The French sixth (Fr^4_3) is like the Italian, but with an additional tone on scale degree 2 (♭6, 1, 2, ♯4). This creates a rather unique sonority that is both inversionally symmetric, and transpositionally equivalent to itself at the tritone. Its use in Classical music is usually like the Italian sixth: resolving in the same way, but holding the new tone 2 in common with the next chord (see example above), and preference of one or the other usually has to do with the contrapuntal situation (the Italian is more common).

In the Romantic period, the French sixth gained more significance, as because of its equivalence to itself at the tritone it could be used not only to resolve to V, but also ♭II, the Neapolitan sixth. This provided an avenue for modulation to rather distant keys, which was a significant means of expression for Romantic composers.

Another wonderful resolution of the French is to the tonic. The Aquarium movement from Camille Saint-Saëns's The Carnival of the Animals is a striking example.

The late Romantic composer Alexander Scriabin made very extensive use of the French sixth, exploiting its unique sound and its harmonic ambiguity in an extreme way.

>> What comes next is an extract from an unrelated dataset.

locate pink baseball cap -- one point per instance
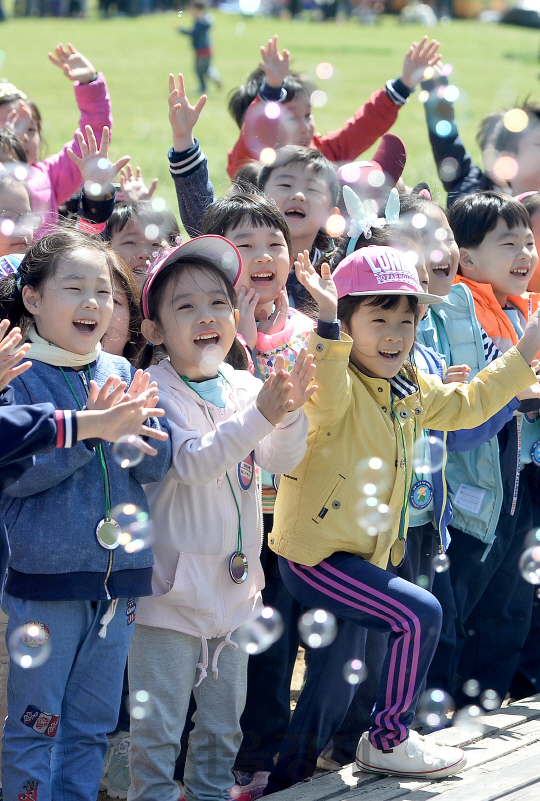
(378, 270)
(216, 248)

The (Ger^6_5) is also like the Italian, but again with an added tone, this time on scale degree ♭3 (♭6, 1, ♭3, ♯4). It is enharmonically equivalent to a dominant seventh, specifically the applied dominant V of ♭II. Thus, like the French sixth, it was often used in this relationship by Romantic composers as a method of modulation to remote keys. In Classical music, however, it appears in much the same places as the Italian sixth, though it is less used probably because of the contrapuntal difficulties outlined below. Appropriately, it appears very frequently in the works of Beethoven, who was the most prominent composer during the transition between the Classical and Romantic periods.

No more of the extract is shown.